The film thus reappears today from a forgotten past, taking on new life in the exhibition spaces of the Museum and, more actively, during the course of a live event held in the foyer of Rome’s Teatro Eliseo. On Wednesday February 2, the artist, together with the German rock band Lustfaust, will perform live the score to the film in the tradition of the silent movie piano score, yet with samplers and a typical rock band set-up. The band will also ‘play’ the projection – sampling source material for the making of the film Hiker Meat without showcasing the film itself.
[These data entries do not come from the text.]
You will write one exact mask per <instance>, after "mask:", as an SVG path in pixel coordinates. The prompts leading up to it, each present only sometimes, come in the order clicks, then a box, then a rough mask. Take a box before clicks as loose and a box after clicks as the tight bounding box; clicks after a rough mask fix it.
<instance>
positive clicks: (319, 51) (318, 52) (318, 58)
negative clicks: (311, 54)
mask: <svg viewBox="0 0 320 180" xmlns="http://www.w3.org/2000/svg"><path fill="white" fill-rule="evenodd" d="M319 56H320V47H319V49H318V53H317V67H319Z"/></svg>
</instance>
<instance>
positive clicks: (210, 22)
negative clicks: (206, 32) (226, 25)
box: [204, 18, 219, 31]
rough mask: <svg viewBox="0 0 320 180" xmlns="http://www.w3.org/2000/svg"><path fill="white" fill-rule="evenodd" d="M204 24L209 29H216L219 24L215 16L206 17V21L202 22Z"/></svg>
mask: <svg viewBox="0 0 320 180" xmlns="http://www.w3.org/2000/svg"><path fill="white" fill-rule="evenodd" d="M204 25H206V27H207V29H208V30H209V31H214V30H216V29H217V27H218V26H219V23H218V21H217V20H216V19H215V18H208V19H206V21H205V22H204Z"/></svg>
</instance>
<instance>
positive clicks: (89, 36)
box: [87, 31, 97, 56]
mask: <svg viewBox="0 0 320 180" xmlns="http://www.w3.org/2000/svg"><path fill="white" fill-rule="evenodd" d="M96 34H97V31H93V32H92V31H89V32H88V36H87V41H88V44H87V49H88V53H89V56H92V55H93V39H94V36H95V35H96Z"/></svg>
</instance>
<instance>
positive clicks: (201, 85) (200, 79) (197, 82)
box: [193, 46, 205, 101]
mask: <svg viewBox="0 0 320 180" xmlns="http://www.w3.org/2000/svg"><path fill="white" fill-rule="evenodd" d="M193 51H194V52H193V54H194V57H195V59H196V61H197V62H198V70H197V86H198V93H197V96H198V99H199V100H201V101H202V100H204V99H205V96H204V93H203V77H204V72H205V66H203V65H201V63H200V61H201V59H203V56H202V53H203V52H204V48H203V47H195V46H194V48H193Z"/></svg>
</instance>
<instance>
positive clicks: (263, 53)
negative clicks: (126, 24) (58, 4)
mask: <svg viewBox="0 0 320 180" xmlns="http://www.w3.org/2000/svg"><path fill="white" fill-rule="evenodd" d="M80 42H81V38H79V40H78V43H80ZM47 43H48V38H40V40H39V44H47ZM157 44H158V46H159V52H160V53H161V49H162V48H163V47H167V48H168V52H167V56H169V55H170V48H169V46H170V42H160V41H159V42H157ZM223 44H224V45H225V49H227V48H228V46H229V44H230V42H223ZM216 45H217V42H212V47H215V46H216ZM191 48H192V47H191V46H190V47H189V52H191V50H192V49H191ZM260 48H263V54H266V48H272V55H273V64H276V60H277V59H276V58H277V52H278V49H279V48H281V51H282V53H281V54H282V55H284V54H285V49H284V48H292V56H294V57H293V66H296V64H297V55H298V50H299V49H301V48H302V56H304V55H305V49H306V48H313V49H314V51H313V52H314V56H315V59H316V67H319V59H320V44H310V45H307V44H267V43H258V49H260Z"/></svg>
Hiker Meat (Rough Cut) will reveal the creation and making of the movie, emerging the spectator in the grotesque and imagined universe of this horror flick.

Hiker Meat and its director Jesus Rinzoli never really existed, nor does the music group Lustfaust, who made the soundtrack and which has been the subject of a preceding series of works by the artist. Shovlin’s project in fact reflects upon the visceral tie between sound and image, emphasized in exploitation cinema by the presence of archetypes and myths, and celebrated by the intense relationship between director and musician, as in the case of Dario Argento and Goblin, or of Lucio Fulci and Fabio Frizzi.